FOREIGN MINISTER CAVUSOGLU: Thank you very much. First and foremost, I need to underline that I am against the terminology that you use. You used the threat terminology. That is not a correct terminology to be used because it is true for all countries and states. We never use the language of threat and we deny if it is used against us, because this is not correct.

But as Rex has also indicated, this was not something that we talked just yesterday and today. When we met in Vancouver, we talked about this, and from time to time when we have phone conversations, we talk about such issues. This was again brought to the agenda in one of those talks. Of course, there is a law that was enacted by the United States Congress, and they explained this legislation to us. But on the other hand, this is our national security, and it’s important for our national security. I have emergency need of an air defense system. We want to purchase this from our allies, but this does not exist. So even when we are purchasing small-scale arms, the Congress or some other European parliaments, we have – we have and we had difficulty in purchasing these because of these excuses, and I have an emergency need. And the Russian Federation came up with attractive proposals for us. We also talked to other countries, not just with Russia, but we talked about this issue of emergency need with many countries and we had bilateral talks.
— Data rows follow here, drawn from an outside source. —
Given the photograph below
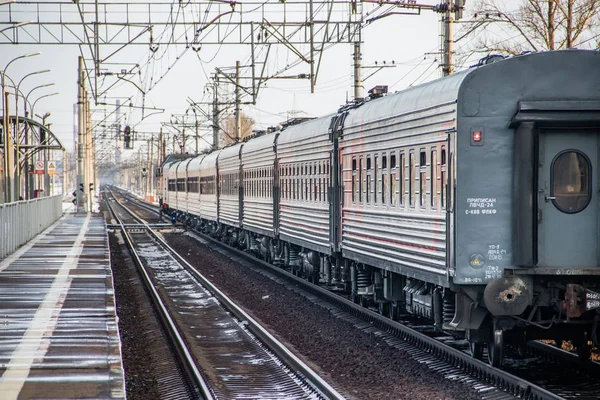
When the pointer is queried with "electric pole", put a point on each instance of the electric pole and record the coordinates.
(238, 116)
(448, 41)
(216, 113)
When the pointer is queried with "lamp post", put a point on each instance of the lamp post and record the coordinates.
(8, 162)
(43, 118)
(18, 132)
(39, 98)
(26, 101)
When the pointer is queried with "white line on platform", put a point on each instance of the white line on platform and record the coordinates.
(35, 341)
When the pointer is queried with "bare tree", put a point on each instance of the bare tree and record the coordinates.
(228, 129)
(537, 25)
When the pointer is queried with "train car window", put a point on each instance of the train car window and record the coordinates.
(383, 178)
(571, 177)
(423, 178)
(402, 178)
(411, 176)
(393, 181)
(375, 179)
(369, 176)
(181, 184)
(434, 179)
(360, 179)
(443, 175)
(354, 180)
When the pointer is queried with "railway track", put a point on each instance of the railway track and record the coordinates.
(226, 353)
(542, 371)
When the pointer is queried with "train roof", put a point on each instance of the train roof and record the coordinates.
(231, 151)
(259, 143)
(306, 130)
(451, 88)
(443, 90)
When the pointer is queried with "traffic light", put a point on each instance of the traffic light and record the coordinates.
(127, 136)
(42, 135)
(459, 5)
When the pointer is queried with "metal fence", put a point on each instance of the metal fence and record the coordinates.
(23, 220)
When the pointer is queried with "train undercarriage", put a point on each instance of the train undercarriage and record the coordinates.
(561, 309)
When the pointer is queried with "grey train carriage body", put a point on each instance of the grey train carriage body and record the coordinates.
(471, 200)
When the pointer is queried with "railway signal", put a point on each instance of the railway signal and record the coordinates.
(127, 137)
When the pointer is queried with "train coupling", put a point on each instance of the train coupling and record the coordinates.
(579, 300)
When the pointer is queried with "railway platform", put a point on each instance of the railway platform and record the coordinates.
(59, 336)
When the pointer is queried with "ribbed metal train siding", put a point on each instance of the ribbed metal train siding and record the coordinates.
(208, 202)
(193, 171)
(305, 222)
(258, 212)
(229, 205)
(402, 238)
(171, 198)
(183, 197)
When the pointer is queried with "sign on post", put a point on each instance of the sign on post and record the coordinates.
(39, 167)
(51, 168)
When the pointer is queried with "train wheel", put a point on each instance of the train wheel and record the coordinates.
(383, 308)
(584, 350)
(393, 311)
(496, 348)
(476, 350)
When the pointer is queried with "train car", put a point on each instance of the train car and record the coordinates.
(170, 172)
(230, 195)
(303, 222)
(209, 206)
(515, 257)
(193, 185)
(393, 155)
(472, 200)
(260, 193)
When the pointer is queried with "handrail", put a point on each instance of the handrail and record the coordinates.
(22, 220)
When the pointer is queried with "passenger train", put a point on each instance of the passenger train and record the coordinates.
(472, 200)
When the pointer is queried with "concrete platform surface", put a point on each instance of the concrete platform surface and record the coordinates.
(58, 325)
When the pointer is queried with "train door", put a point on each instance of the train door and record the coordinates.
(568, 198)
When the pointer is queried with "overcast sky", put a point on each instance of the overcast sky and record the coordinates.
(411, 41)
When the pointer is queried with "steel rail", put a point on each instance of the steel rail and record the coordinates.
(165, 316)
(501, 379)
(483, 371)
(311, 377)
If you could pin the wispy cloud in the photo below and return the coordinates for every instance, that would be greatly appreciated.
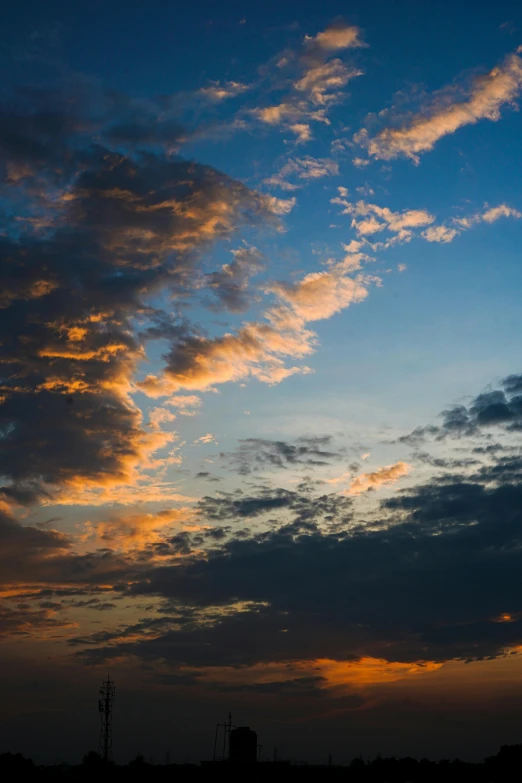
(378, 478)
(448, 111)
(306, 168)
(217, 91)
(370, 218)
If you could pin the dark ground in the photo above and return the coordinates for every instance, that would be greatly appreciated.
(506, 765)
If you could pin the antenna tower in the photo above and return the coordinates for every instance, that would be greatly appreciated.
(107, 692)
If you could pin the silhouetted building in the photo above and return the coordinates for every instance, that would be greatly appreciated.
(243, 745)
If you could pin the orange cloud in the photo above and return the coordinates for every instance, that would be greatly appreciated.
(377, 479)
(488, 94)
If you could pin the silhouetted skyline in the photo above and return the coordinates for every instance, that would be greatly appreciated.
(261, 391)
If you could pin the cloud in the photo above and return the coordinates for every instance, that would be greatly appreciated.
(320, 295)
(440, 234)
(317, 82)
(230, 284)
(488, 215)
(378, 478)
(218, 92)
(498, 408)
(259, 349)
(376, 219)
(208, 438)
(321, 82)
(303, 168)
(121, 228)
(341, 37)
(132, 532)
(447, 112)
(259, 453)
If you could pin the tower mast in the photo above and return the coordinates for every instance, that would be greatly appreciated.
(107, 692)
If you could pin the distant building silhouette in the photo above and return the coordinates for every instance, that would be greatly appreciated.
(243, 745)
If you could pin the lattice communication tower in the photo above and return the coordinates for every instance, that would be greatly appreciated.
(107, 692)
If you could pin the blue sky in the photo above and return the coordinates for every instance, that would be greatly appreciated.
(260, 336)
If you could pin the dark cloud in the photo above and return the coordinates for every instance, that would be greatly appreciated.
(433, 576)
(502, 407)
(256, 453)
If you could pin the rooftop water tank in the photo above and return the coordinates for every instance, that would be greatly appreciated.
(243, 745)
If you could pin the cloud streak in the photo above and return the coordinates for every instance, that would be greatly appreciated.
(447, 113)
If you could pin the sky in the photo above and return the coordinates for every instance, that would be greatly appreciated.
(260, 392)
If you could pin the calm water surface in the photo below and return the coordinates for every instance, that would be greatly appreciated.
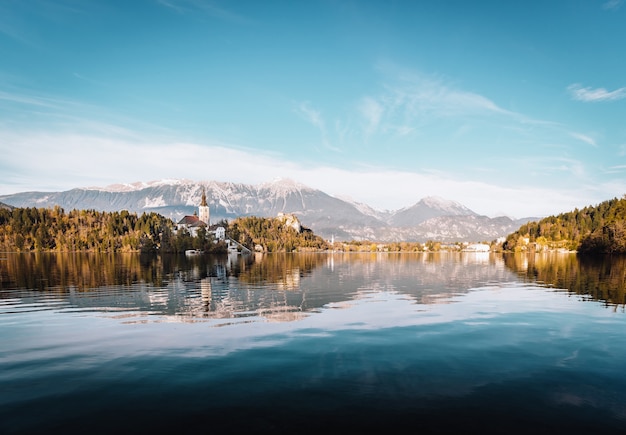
(319, 343)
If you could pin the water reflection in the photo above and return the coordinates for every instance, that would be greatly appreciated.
(600, 278)
(279, 287)
(276, 287)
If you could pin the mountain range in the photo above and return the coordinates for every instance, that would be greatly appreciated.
(432, 218)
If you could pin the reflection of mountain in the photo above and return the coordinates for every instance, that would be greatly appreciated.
(600, 278)
(277, 287)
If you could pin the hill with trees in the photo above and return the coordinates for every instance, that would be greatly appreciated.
(599, 229)
(52, 229)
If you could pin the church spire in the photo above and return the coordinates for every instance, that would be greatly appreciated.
(203, 210)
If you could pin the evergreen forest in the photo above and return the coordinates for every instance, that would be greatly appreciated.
(45, 230)
(599, 229)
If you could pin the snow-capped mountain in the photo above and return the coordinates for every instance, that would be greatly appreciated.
(428, 208)
(430, 219)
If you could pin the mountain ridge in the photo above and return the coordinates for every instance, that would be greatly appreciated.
(431, 218)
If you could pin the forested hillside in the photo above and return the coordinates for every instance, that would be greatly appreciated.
(41, 229)
(594, 229)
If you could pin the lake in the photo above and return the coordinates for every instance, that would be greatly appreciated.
(312, 343)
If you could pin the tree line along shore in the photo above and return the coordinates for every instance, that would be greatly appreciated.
(599, 229)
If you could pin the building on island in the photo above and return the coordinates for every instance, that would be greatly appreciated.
(197, 220)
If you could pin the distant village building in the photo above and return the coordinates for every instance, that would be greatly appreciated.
(201, 219)
(477, 247)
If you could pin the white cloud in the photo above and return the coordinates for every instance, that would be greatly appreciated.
(584, 138)
(588, 94)
(47, 162)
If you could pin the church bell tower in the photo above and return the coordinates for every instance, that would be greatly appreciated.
(203, 210)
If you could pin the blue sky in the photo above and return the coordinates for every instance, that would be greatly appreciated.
(510, 108)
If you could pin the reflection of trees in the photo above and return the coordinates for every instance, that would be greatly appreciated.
(601, 278)
(84, 271)
(284, 270)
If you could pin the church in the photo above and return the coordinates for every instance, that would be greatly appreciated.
(198, 220)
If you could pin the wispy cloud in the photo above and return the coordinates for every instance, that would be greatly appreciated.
(584, 138)
(314, 117)
(203, 6)
(587, 94)
(372, 112)
(613, 4)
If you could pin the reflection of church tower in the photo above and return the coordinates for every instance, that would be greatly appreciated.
(203, 210)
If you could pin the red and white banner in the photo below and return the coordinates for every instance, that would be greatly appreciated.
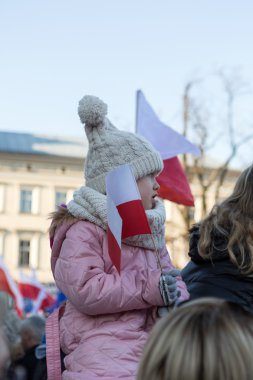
(32, 289)
(123, 194)
(167, 141)
(173, 182)
(8, 285)
(123, 190)
(114, 231)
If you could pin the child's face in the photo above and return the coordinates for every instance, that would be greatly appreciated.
(148, 188)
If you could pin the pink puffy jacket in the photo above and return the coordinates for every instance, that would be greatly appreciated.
(108, 316)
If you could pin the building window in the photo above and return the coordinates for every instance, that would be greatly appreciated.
(24, 253)
(26, 201)
(60, 197)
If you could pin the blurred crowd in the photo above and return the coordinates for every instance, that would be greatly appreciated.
(22, 356)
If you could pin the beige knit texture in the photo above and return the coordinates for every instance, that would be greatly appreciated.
(110, 147)
(88, 204)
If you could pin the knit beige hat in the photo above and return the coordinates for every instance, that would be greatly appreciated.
(109, 147)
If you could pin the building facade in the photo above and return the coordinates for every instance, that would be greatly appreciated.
(37, 173)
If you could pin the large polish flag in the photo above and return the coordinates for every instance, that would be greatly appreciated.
(8, 285)
(33, 290)
(173, 182)
(114, 231)
(167, 141)
(122, 188)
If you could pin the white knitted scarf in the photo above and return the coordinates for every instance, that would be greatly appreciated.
(89, 204)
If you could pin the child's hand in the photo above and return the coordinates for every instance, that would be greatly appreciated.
(168, 287)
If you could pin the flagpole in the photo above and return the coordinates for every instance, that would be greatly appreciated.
(157, 254)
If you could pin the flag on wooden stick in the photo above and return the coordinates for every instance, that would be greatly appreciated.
(123, 192)
(173, 182)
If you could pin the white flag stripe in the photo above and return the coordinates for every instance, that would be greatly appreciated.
(167, 141)
(121, 185)
(114, 220)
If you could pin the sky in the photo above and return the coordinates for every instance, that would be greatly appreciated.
(52, 52)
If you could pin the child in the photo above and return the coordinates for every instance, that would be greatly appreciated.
(221, 248)
(108, 315)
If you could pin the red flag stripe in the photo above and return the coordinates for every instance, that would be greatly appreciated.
(174, 184)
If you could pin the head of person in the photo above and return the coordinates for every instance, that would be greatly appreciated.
(232, 219)
(32, 330)
(205, 339)
(110, 147)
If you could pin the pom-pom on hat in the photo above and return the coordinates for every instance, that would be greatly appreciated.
(110, 147)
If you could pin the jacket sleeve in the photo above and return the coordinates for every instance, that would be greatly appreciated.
(79, 273)
(167, 265)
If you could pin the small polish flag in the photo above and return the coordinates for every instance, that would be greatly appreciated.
(123, 190)
(114, 230)
(8, 285)
(32, 289)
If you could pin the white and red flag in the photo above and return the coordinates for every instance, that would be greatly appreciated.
(173, 182)
(31, 289)
(123, 192)
(8, 285)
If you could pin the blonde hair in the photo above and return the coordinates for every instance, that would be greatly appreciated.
(232, 220)
(205, 339)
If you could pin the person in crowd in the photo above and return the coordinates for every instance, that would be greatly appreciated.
(108, 315)
(32, 330)
(221, 248)
(204, 339)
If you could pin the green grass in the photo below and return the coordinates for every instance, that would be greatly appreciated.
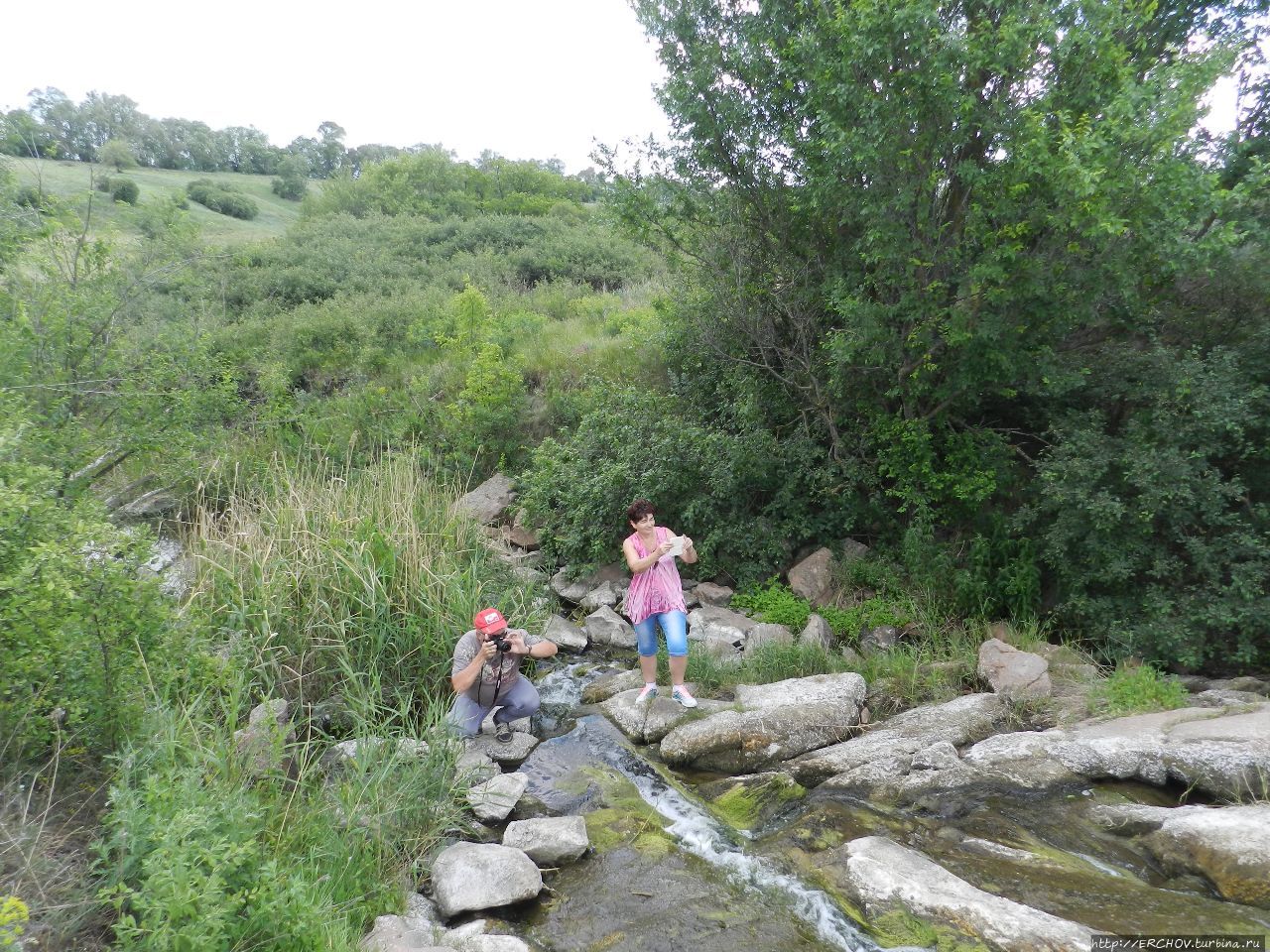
(71, 182)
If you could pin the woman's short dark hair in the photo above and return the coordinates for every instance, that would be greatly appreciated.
(639, 509)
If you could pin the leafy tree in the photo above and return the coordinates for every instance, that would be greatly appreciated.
(920, 222)
(118, 154)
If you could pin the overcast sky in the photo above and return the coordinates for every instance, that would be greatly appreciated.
(530, 79)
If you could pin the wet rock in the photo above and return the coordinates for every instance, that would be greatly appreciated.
(475, 767)
(960, 721)
(610, 684)
(1014, 673)
(817, 634)
(494, 800)
(393, 933)
(567, 588)
(607, 594)
(766, 633)
(813, 578)
(489, 500)
(1228, 846)
(606, 627)
(651, 721)
(1222, 754)
(885, 878)
(710, 594)
(879, 640)
(940, 756)
(472, 876)
(550, 841)
(748, 801)
(775, 722)
(566, 634)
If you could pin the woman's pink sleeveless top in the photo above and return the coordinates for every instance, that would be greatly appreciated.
(656, 589)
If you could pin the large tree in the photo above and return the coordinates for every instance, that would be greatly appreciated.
(913, 227)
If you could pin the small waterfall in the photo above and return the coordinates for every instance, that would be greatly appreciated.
(701, 834)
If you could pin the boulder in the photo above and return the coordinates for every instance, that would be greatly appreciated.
(719, 630)
(817, 634)
(652, 720)
(470, 876)
(610, 684)
(566, 634)
(771, 722)
(767, 633)
(960, 721)
(489, 500)
(494, 800)
(1014, 673)
(884, 878)
(1222, 753)
(394, 933)
(606, 627)
(607, 594)
(813, 578)
(567, 588)
(1228, 846)
(549, 842)
(711, 594)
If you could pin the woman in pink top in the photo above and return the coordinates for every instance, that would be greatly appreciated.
(656, 598)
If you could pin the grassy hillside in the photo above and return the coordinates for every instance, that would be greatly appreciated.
(71, 180)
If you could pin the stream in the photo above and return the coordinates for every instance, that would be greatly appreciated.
(667, 874)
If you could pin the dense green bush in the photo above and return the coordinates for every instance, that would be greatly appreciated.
(222, 198)
(80, 626)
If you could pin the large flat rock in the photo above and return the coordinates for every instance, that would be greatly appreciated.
(884, 878)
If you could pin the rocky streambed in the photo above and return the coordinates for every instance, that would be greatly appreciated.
(776, 820)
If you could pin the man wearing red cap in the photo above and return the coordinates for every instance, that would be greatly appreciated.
(486, 674)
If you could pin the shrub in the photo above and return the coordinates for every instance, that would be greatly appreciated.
(79, 625)
(1138, 688)
(125, 190)
(222, 198)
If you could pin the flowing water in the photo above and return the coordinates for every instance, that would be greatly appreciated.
(666, 874)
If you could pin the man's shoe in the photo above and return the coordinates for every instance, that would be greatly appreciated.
(681, 694)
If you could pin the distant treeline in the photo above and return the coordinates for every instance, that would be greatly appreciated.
(53, 126)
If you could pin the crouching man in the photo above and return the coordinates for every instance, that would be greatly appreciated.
(486, 674)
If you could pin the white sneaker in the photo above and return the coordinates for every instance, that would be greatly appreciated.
(681, 694)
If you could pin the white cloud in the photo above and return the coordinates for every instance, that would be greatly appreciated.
(524, 77)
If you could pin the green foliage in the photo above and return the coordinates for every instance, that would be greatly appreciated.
(775, 603)
(80, 627)
(1139, 688)
(222, 198)
(199, 857)
(743, 497)
(979, 304)
(353, 581)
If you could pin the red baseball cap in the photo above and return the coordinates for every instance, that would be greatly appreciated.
(489, 621)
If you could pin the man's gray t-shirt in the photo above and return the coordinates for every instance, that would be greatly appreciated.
(483, 688)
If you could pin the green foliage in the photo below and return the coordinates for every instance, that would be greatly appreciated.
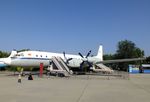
(128, 49)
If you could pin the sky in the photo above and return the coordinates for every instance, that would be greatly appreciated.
(74, 25)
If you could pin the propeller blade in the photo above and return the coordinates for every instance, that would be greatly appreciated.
(88, 54)
(80, 55)
(64, 55)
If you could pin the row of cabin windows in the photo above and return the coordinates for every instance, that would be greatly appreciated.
(41, 56)
(23, 55)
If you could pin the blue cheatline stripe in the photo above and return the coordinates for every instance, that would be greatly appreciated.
(33, 58)
(3, 65)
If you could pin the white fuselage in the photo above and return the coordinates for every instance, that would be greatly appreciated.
(34, 58)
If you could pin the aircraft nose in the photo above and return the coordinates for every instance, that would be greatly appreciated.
(5, 61)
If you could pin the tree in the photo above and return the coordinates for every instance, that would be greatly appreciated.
(127, 49)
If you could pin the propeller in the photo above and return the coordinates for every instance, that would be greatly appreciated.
(85, 60)
(67, 60)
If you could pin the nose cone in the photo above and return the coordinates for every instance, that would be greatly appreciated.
(5, 62)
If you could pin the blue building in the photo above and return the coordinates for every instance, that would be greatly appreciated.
(145, 68)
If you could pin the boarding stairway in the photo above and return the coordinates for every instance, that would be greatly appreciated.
(60, 66)
(102, 68)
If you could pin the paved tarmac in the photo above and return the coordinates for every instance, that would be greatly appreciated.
(76, 89)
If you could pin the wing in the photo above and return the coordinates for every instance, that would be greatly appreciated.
(121, 60)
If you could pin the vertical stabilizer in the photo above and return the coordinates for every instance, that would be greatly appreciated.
(13, 53)
(100, 53)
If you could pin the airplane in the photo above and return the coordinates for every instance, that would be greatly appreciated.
(34, 58)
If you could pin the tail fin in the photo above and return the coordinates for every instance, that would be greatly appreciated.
(13, 53)
(100, 53)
Also, in the mid-term, we talked about joint production and technology transfer. We focused on this because this is important for Turkey. And lastly, during the Paris visit of our president – with Eurosam – this is a French-Italian partnership – there was a pre-agreement signed, a memorandum of understanding signed with these groups. So we do not have any problems with our allies. Why should we not meet this requirement with NATO? But, of course, when it is not met within this platform, we need to look for alternative resources. Otherwise, some batteries – some Patriot were withdrawn from our frontier. Some European allies withdrew them. We have (inaudible) of the Italians and Patriots of Spain, and we do not have any other air defense. And we need to meet this requirement as soon as possible. And when we talked to Russia, this was actually an agreement that we reached before the legislation in Congress was enacted. And the remaining part was about the details of loans, et cetera.

Of course, we talked about all of these, and we will take into consideration this – within this working group the commission, but all of us need to understand each other and respect each other. Thank you very much.